David Roos, a microbiologist at the University of Pennsylvania, Philadelphia, has obtained funds from the Burroughs Wellcome Fund to present a preliminary annotation of the malaria parasite sequence on the Internet. But he says he encountered some hostility when he first became involved with the consortium two years ago.

“I ran into anxiety, sometimes bordering on paranoia, at the sequencing centres,” he recalls. Roos published some important genes from the parasite in the Proceedings of the National Academy of Sciences. “At the time it caused a tremendous uproar. There was anxiety that we'd skimmed the cream from the project — but in fact what we did added value to what the sequencing centres do.”

Roos thinks Miller's work should be included in the Internet portal his team is creating to make the malaria parasite sequence accessible to microbiologists. A first version of the portal will go live this week, at http://e2kroos.cis.upenn.edu/PlasmoDB.html .

Some researchers, however, will continue to press for publication of preliminary annotations of organism genomes. Most — but perhaps not all — will adhere to the data-release policies, posted beside the preliminary sequence data, which tell researchers to obtain permission before publishing results based on the data.
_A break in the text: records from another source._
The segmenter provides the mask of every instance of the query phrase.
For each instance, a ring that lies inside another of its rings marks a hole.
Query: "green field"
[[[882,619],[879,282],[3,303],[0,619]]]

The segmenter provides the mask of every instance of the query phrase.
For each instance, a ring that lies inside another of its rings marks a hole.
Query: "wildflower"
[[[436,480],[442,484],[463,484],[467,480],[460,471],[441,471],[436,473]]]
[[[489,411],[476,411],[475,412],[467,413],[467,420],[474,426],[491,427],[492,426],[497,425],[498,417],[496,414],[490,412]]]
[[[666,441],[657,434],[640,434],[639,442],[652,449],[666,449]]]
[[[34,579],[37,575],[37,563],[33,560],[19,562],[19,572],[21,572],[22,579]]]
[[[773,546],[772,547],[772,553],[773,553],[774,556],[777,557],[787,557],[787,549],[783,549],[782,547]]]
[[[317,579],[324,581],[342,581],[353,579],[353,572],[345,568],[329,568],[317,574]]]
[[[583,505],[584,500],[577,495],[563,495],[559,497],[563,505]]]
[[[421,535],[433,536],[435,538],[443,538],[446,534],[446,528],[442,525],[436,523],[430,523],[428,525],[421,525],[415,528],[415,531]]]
Separate genome projects will consult leading scientific journals about whether the release of preliminary annotation on the web will prejudice subsequent publication of complete, annotated chromosomes.

But ultimately these tensions could change the way biology is published. Roos points out that high-energy physicists, who publish in teams of hundreds, are named on papers in alphabetical order, with no lead author. “My prediction is that the same will happen in genomics,” he says.

Roos sits on a couple of departmental appointment boards at his university, and jokes that they'll have to start assessing candidates by their true contribution, rather than inferring it from the order in which their name has appeared on papers. “We'd need to think about what they've done,” he says. “And that wouldn't be such a bad thing.”